Two days later, General Suleimani was dead - killed in a drone strike ordered by Mr. Trump.

Nine months of escalation, errors of judgment and animated messages led to the president's decision, which stunned his own military advisers as well as senior officials in Tehran.

"It was clear that Iran did not expect Trump to respond in a meaningful way," said Sadjadpour, the Iranian expert.

The murder prompted Iran to take a step it had long avoided: a direct and open strike against the US military. Four days after General Suleimani's death, Iran fired more than a dozen missiles at two US bases in Iraq. More than 100 American soldiers were injured, but no one was killed, and Mr. Trump and his advisers believed that the United States had made the most of the exchange.

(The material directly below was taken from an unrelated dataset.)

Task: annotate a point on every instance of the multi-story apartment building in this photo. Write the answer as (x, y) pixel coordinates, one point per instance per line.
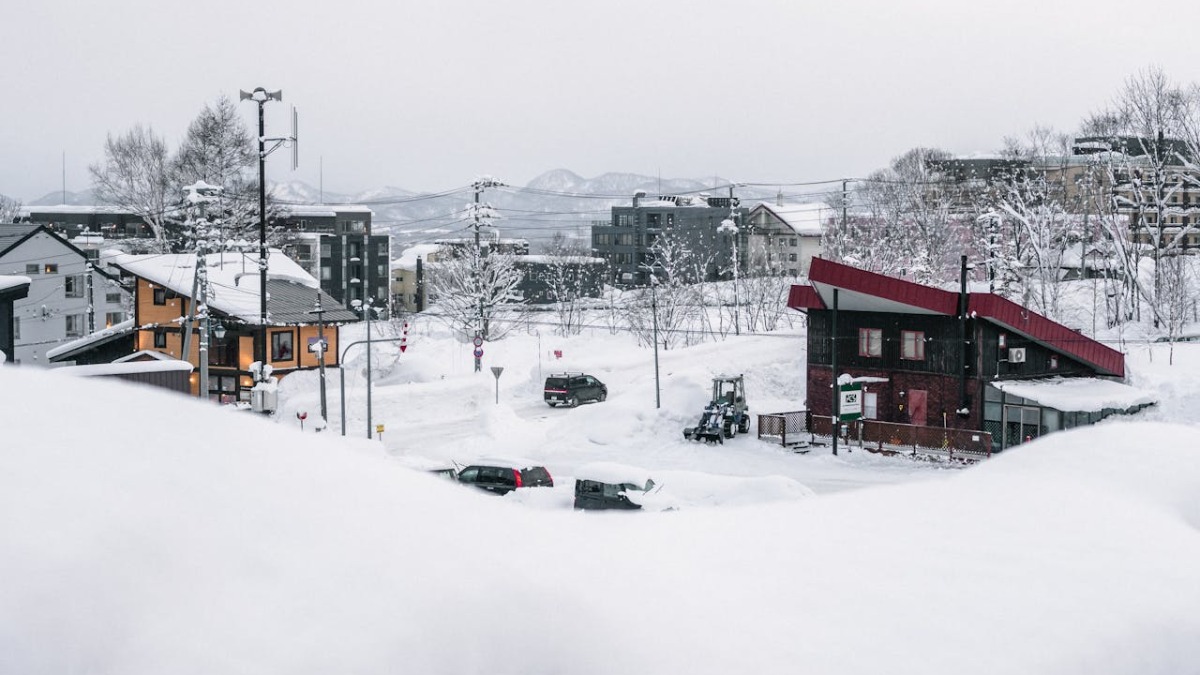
(70, 294)
(335, 244)
(693, 222)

In the weeks that followed, they insisted that their strategy worked, that the constant pressure of "maximum pressure" would force Iran to yield to its demands. But, at least publicly, Iran remains provocative and committed to resourceful tactics regarding its nuclear program and regional military influence.

Hours after Iranian missiles landed on US bases in Iraq, Khamenei vowed that the "brutal revenge" was just beginning. "The corrupt US presence in the region must end," he told a large crowd in the city of Qum, adding that Iran would not rest until it reached this point. goal.

Mark Mazzetti reported from Washington, Ronen Bergman from Tel Aviv and Farnaz Fassihi from New York. Julian E. Barnes contributed to Washington reporting.